Germany’s incoming government has promised to secure and make sustainable the state pension through increases in tax revenue.
That is the message put forward by Friedrich Merz, widely assumed to be the nation’s next Chancellor, as his CDU party lines up to move into coalition with the SDP.
The pension level, said the coalition in its Koalitionsvertrag 2025, will be secured at 48 per cent by 2031. The expense for this, Merz and his ilk said, will be compensated through tax funds.
The coalition wrote: “We compensate for the additional expenses that result from this with tax funds. We basically stick to the sustainability factor. Only a growth-oriented economic policy, a high employment rate, and adequate wage development make it possible to finance this permanently.”
The Merz-led coalition also returned to the idea of giving every child in Germany €10 a month, which will be invested in a third pillar pension scheme. The amounts from this will be exempt from taxation, with these payments being made until the child turns 18. Merz’s government also said that it will strengthen second-pillar pensions, especially in small- and medium-sized businesses.
There will also be added incentives for those choosing to remain in work after the retirement age, with the new government saying that it wishes to add ‘more flexibility’ in the transition from working to retiring.
It said: “If you reach the statutory retirement age and continue to work voluntarily, you will receive your salary of up to €2,000 a month.

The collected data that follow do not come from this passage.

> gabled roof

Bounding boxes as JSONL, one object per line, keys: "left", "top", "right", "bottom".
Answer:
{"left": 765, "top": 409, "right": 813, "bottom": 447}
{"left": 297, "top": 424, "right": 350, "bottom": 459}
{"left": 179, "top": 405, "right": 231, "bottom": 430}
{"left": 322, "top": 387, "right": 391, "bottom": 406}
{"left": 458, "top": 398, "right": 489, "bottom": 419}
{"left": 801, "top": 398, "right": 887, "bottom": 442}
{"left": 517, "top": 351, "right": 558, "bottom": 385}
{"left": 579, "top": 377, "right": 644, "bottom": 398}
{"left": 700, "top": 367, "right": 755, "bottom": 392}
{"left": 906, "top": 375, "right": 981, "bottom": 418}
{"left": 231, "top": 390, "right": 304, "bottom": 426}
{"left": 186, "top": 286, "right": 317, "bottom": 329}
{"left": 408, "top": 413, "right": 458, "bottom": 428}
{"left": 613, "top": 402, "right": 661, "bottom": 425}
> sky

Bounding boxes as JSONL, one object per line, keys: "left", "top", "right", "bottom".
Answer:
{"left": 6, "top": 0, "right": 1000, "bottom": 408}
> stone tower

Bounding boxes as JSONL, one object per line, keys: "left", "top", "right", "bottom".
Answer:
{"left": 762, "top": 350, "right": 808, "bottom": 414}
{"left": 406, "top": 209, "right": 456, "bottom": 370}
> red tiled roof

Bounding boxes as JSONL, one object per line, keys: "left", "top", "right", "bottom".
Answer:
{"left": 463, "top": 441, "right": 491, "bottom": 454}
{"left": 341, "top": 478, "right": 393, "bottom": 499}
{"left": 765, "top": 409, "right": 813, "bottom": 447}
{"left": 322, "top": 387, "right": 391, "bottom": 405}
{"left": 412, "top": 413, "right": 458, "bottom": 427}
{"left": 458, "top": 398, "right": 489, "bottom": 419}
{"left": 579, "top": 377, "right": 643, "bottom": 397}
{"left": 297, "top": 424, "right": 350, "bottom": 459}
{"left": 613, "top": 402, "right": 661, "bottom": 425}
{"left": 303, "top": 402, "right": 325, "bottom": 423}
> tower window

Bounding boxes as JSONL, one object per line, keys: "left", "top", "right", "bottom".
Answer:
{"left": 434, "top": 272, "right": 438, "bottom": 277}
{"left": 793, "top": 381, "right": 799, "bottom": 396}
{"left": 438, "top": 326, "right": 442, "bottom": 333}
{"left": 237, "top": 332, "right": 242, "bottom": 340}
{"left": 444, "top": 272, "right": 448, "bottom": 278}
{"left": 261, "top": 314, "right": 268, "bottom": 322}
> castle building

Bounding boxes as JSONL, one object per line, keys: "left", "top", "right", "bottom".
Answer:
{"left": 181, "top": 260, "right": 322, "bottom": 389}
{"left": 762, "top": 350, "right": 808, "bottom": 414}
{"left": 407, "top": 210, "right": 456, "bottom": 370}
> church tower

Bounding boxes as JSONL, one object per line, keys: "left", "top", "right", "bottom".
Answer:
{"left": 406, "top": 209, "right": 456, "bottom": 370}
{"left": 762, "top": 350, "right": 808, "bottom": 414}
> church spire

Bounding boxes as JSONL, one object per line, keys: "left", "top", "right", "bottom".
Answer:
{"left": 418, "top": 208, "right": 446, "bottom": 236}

The self-employed are also to come under scrutiny, with the coalition looking to incorporate all new self-employed people into the obligatory security system.
Overall, there is a continued reliance on taxpayer revenues to fund Merz’s vision. There was no mention, or even hint, for reducing pension provision or increasing the retirement age. Likewise, there was no hint given as to increasing the taxable allowance for private pensions or reducing the burdens on private firms to provide access to pensions schemes.
Instead, Merz’s people said: “Financing takes place from tax funds because it depicts an entire social service.”